Before the telescope launched, astronomers did not know whether the Universe was 10 billion years old or 20 billion years old.
Hubble's survey of pulsating stars narrowed the uncertainty, and we now know the age extremely well, at 13.8 billion.
The observatory played a part in revealing the accelerating expansion of the cosmos, and provided the definitive evidence for the existence of super-massive black holes at the centre of galaxies - among many, many other discoveries.
Some of the eight-metre-class ground-based telescopes can now match - and even exceed - Hubble's capabilities in certain fields of study.
These facilities have pioneered the use of so-called adaptive optics, which allow them to correct for the distortions created by looking through the turbulent atmosphere - something a space telescope like Hubble never has to contend with.
Where Hubble remains peerless is in going deep, looking far across space - and therefore far back in time - to see the very first structures to form in the Universe.
Among the telescope's greatest contributions are undoubtedly its Deep Field observations, where it has stared at a patch of apparently blank sky for days on end to reveal the presence of thousands of very distant, extremely faint galaxies.
The latest iteration of this programme now accounts for the major fraction of telescope time.

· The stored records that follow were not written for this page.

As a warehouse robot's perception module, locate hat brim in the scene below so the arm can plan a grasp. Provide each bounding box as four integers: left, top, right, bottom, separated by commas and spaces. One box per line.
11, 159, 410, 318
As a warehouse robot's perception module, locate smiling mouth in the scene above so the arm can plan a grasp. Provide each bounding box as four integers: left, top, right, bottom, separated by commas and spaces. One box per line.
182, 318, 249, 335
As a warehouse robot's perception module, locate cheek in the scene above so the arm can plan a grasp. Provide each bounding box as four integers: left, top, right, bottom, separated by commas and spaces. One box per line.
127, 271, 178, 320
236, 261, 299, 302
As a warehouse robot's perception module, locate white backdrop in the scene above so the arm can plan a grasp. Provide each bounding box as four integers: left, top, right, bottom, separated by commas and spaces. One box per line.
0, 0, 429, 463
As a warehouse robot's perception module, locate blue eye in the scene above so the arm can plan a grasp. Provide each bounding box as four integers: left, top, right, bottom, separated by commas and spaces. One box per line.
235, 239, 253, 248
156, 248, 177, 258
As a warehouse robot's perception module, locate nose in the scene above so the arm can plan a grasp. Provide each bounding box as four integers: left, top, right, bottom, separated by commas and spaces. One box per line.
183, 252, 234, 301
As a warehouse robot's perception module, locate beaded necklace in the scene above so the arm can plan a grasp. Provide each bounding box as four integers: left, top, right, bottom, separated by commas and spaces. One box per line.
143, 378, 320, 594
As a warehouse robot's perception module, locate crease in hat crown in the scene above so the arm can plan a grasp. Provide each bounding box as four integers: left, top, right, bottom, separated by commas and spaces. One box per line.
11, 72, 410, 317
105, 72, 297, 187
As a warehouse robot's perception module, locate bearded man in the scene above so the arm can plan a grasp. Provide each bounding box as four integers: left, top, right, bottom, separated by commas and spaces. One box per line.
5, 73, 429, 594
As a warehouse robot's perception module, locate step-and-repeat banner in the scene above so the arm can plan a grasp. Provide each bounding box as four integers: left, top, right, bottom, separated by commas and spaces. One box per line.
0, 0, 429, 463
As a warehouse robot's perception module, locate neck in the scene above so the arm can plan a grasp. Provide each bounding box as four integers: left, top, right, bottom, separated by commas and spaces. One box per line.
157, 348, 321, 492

It is called Frontier Fields, and the project requires Hubble to stare at six huge galaxy clusters.
It can use their gravity as a kind zoom lens to see what lies beyond, even further into the distance.
Jennifer Lotz, the Frontier Fields lead at STScI, explained: "They act as natural telescopes, magnifying and stretching the light of distant galaxies behind those clusters. And so by combining the power of Hubble and its very deep imaging with these natural telescopes, we really are able to see deeper into the Universe than we would without these foreground clusters."
In so doing, Hubble is now probing objects that are 10-50 times intrinsically fainter than any seen before.
The goal is to reach back as far as possible towards the time when the first stars and galaxies were forming, just a few hundred million years after the Big Bang.